Mxplainer: Explain and Learn Insights by Imitating Mahjong Agents
Lingfeng Li, Yunlong Lu, Yongyi Wang, Qifan Zheng, Wenxin Li

TL;DR
Mxplainer is a novel method that explains Mahjong AI agents by converting their decision processes into neural networks, achieving high prediction accuracy and providing interpretable insights into strategies and individual moves.
Contribution
Introduces Mxplainer, a parameterized search algorithm that learns to interpret black-box Mahjong agents by converting them into neural networks for better explainability.
Findings
Achieves over 92% top-three accuracy in predicting human actions.
Outperforms decision-tree methods with 34.8% accuracy.

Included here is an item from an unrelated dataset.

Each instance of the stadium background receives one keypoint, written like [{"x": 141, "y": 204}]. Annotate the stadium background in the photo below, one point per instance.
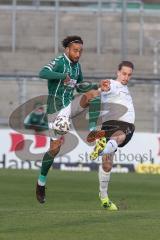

Provides faithful and interpretable explanations of agent strategies.
Abstract
People need to internalize the skills of AI agents to improve their own capabilities. Our paper focuses on Mahjong, a multiplayer game involving imperfect information and requiring effective long-term decision-making amidst randomness and hidden information. Through the efforts of AI researchers, several impressive Mahjong AI agents have already achieved performance levels comparable to those of professional human players; however, these agents are often treated as black boxes from which few insights can be gleaned. This paper introduces Mxplainer, a parameterized search algorithm that can be converted into an equivalent neural network to learn the parameters of black-box agents. Experiments on both human and AI agents demonstrate that Mxplainer achieves a top-three action prediction accuracy of over 92% and 90%, respectively, while providing faithful and interpretable approximations…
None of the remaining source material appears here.